FAQ¶
Is it really necessary to anonymize PII before calling an LLM?
Yes, and this holds regardless of piighost. The stakes (exfiltration to providers, legal requisition, training on conversations, GDPR compliance, leaks via RAG and tools) are covered in Why anonymize?. The page is library-agnostic: it explains why the problem exists before justifying a solution like piighost.
Do my placeholders have to look like <<PERSON:1>>?
No. The format is driven by AnyPlaceholderFactory. By default LabelCounterPlaceholderFactory produces <<LABEL:N>>, but LabelHashPlaceholderFactory yields <<LABEL:hash>>, LabelPlaceholderFactory produces <<LABEL>> without a counter, and you can write your own factory. See Placeholder factories.
Does the LLM see raw PII when it calls a tool?

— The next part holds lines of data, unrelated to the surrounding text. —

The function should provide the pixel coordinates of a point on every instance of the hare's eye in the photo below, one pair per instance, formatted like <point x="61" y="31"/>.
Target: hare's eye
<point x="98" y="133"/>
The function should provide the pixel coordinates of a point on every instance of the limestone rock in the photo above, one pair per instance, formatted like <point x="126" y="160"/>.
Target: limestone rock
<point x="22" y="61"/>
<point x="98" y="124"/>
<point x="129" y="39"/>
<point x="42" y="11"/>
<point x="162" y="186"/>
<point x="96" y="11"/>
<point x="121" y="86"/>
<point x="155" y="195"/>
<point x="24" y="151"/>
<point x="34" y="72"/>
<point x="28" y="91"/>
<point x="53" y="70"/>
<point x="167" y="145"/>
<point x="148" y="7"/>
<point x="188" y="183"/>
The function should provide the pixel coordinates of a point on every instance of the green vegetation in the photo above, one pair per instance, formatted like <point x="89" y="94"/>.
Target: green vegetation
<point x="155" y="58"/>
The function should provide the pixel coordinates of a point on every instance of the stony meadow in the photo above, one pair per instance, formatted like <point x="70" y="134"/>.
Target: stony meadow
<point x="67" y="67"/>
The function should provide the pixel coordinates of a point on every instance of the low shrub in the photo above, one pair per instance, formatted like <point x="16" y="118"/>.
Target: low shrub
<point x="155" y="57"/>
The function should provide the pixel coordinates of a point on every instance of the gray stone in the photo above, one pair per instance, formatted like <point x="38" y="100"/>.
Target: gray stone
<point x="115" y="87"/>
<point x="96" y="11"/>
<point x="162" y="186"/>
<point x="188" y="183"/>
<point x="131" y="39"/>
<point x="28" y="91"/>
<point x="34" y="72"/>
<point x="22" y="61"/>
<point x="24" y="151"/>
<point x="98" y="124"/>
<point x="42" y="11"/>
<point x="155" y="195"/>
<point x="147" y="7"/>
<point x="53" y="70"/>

No. The middleware deanonymizes arguments right before the tool executes, then re-anonymizes the tool response before it flows back to the LLM. The tool sees real values; the LLM only sees placeholders. See the sequence diagram in Architecture.
How do I control what a tool sees: placeholder or real value?
The tool_strategy parameter of PIIAnonymizationMiddleware exposes three modes (FULL, INBOUND_ONLY, PASSTHROUGH) via the ToolCallStrategy enum. The right choice depends on whether the tool may emit new PII and how strict the privacy boundary needs to be. See Tool-call strategies for the trade-offs and the decision tree, and Placeholder factories for the factory constraint that forces PreservesIdentity in every mode but PASSTHROUGH.
What happens if the LLM hallucinates a PII that was not in the input?
It is not anonymized by piighost: entity linking works on detections coming from the input, not on invented values. To cover that case, add a post-response detection pass at the application layer. See Limitations.
Is the cache shared across threads or conversations?
No. The aiocache cache is scoped by thread_id. Two parallel conversations never see each other's placeholders, preventing cross-user leaks. The thread_id is extracted automatically from the LangGraph config.
Can I use piighost without LangChain?
Yes. AnonymizationPipeline and ThreadAnonymizationPipeline are usable standalone, without the middleware. See Basic usage.
Does piighost encrypt cached data?
No. The cache stores the placeholder → value mapping in memory (or in the aiocache backend you configured). See Security for the full list of things out of scope.